Miles looked confused. “You did—surely…” He thrust a finger under the envelope he held in his hand. Then he hesitated. They were at cross-purposes to the end. For Brand, without heeding him, had taken up his brush and was signing, with that elaborate monogram, his amazing achievement.
6
Miles came out blindly, the letter in his hand. He could not, all that night, blot out from his mind the thought that, by his deed, a man now vigorous and alert would in a few hours be thrust out of a scheme of life in which he gloried and that he might enrich and explain. Walking through the dim streets, he was visited by a powerful temptation to destroy the envelope and its contents, and let that grey-faced, shuddering creature in a Grebeshire gaol take his chance. It wasn’t as if his life was of any value. But common sense, rescuing him from sentiment and personal desire, advised him that it was too late for heroics of this nature. In life it is never possible to go backwards, and, whatever the future held, he must advance to meet and conquer it. And so, with a sense of finality, he posted the confession in one of the grey-blue boxes, nailed to the wall, that he saw as he passed, and walked—and walked—with no sense of direction, till the day was bright all about him.

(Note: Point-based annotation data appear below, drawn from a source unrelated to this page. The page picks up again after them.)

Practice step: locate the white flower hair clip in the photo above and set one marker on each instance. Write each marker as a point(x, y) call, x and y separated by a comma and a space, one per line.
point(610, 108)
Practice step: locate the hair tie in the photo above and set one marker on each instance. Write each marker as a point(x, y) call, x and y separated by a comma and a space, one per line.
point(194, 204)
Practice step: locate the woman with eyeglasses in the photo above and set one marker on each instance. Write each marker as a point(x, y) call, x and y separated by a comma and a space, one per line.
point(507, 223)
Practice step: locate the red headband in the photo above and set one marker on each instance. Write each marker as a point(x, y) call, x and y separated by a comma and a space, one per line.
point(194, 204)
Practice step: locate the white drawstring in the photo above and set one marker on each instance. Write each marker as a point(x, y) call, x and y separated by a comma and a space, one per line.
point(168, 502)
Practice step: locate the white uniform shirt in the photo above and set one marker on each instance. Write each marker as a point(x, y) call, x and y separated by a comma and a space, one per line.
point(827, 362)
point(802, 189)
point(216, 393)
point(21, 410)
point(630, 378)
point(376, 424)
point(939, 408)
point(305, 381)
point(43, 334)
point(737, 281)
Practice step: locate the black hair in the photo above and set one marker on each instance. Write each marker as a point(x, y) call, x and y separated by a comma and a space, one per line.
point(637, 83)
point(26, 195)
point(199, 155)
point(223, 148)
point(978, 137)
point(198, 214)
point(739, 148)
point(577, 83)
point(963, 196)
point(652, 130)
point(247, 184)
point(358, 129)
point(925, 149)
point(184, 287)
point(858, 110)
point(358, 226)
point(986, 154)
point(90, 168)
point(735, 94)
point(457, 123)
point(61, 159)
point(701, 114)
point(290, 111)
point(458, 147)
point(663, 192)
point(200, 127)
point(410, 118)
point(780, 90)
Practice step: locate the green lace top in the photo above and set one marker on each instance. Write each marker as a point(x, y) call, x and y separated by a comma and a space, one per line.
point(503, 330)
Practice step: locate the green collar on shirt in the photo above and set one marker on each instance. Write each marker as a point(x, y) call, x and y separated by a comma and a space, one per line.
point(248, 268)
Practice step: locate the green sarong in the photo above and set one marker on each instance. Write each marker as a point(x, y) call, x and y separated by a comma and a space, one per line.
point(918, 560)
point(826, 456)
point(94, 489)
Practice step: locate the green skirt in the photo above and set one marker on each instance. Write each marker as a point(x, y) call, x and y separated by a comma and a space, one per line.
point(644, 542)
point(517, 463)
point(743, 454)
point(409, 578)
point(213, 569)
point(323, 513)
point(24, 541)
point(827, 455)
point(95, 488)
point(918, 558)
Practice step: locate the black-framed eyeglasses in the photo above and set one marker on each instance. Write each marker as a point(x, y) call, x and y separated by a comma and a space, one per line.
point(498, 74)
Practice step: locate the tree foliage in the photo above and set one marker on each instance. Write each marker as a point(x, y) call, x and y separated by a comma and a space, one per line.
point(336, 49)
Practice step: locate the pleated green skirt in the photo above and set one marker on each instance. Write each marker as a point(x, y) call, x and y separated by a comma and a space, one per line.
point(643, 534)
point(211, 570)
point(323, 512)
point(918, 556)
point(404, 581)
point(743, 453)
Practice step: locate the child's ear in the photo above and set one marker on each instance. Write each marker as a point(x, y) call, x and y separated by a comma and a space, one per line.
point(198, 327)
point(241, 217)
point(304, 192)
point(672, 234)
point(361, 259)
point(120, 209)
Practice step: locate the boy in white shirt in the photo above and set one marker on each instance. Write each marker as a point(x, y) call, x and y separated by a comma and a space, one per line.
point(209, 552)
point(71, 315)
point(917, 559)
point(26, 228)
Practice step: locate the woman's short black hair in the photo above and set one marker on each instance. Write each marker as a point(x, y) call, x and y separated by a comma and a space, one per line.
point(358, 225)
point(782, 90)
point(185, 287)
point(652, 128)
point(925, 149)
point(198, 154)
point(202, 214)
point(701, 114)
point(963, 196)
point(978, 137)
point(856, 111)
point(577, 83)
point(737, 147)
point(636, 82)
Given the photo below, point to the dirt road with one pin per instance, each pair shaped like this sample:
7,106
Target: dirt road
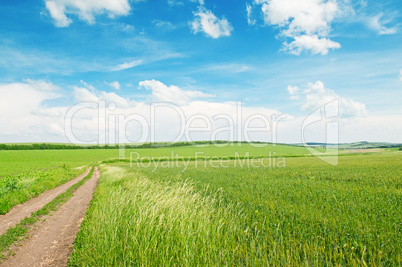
19,212
50,244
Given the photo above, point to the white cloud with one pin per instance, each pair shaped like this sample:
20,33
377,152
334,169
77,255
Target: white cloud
20,102
163,24
85,9
312,43
205,21
201,2
127,65
172,94
306,22
175,3
57,13
25,117
115,85
316,95
85,95
377,23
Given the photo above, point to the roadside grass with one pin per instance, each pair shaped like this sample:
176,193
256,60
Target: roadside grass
15,190
137,221
307,213
19,231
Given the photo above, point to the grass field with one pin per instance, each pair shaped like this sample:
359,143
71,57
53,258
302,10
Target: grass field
27,173
227,205
304,213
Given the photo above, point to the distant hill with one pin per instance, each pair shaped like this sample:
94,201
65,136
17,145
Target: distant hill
355,145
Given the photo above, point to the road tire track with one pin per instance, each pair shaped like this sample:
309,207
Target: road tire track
19,212
51,242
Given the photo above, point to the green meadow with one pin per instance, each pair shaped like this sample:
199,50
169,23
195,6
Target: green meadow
232,204
304,213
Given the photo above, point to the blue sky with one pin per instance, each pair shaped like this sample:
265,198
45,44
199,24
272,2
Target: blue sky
283,56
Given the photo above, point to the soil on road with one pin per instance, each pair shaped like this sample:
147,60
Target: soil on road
19,212
51,242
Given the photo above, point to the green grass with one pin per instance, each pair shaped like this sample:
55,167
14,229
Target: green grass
17,232
17,189
307,213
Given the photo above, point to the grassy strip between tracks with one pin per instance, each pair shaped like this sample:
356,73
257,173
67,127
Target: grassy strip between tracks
21,230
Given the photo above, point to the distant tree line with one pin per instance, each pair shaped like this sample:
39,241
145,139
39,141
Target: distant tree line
45,146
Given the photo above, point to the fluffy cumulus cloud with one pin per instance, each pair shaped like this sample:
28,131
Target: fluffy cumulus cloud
115,85
316,96
172,94
307,22
313,43
20,104
127,65
378,23
205,21
86,10
98,116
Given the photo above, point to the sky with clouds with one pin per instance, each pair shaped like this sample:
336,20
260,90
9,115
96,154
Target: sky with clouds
100,70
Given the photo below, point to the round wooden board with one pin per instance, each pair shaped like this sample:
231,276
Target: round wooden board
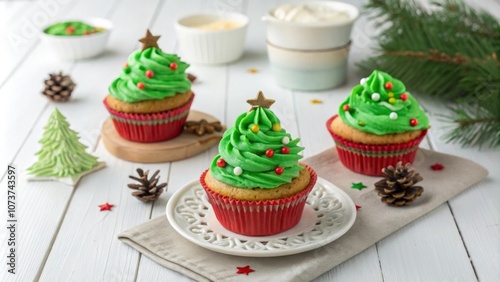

And with the coming of light, the dawn of a new era, as each day was to the individual, came reflections to soothe and console him. He remembered the opening words of a novel he had once read, and that had impressed him strongly at the time: “It is a pity that we cannot die when our lives are finished.” A pity! When one remembered the army of artists and writers and poets who laboured in the pathetic self-delusion that industry can replace genius, who insisted on bombarding the public with work after work long after inspiration was dead, desperately clinging to their ancient reputation (and their royalties), what better could one hope for any of their number than that he might pass in the zenith of his powers and at the height of his achievement? Brand would never surpass that picture. In it he had given expression to all the force and vitality and power that he possessed; it was the high-water mark of his maturity, the only kind of immortality he would have valued.
And, comforted thus, Miles retraced his steps and went down to the station, where his train waited to take him back to Calais and thence to England, back to the sensations of the trial, the subsequent re-arrest of Eustace Moore, and his final sentence of seven years for fraud.
Epilogue
The critic in the —— TIMES of the 27th October, 1932, wrote:
…But the pièce de résistance of the Exhibition is undoubtedly the canvas entitled ‘The Murderer,’ by the late Mr. Hildebrand Gray, by whose tragic death in the spring of this year Art lost one of her most valuable disciples. This magnificent picture, both in courage of conception and vigour of execution, displays a nobility and promise that fall little short of actual genius. It is impossible to predict what Mr. Gray might not have achieved but for his untimely death.
Brand himself might have observed with his ready cynicism, “Since it’s impossible, why talk of it? And as for what a man might have done, why talk of that either? It’s what he does that matters. This,” he might have said, “is what I do. And as for the meaning of it—who knows?”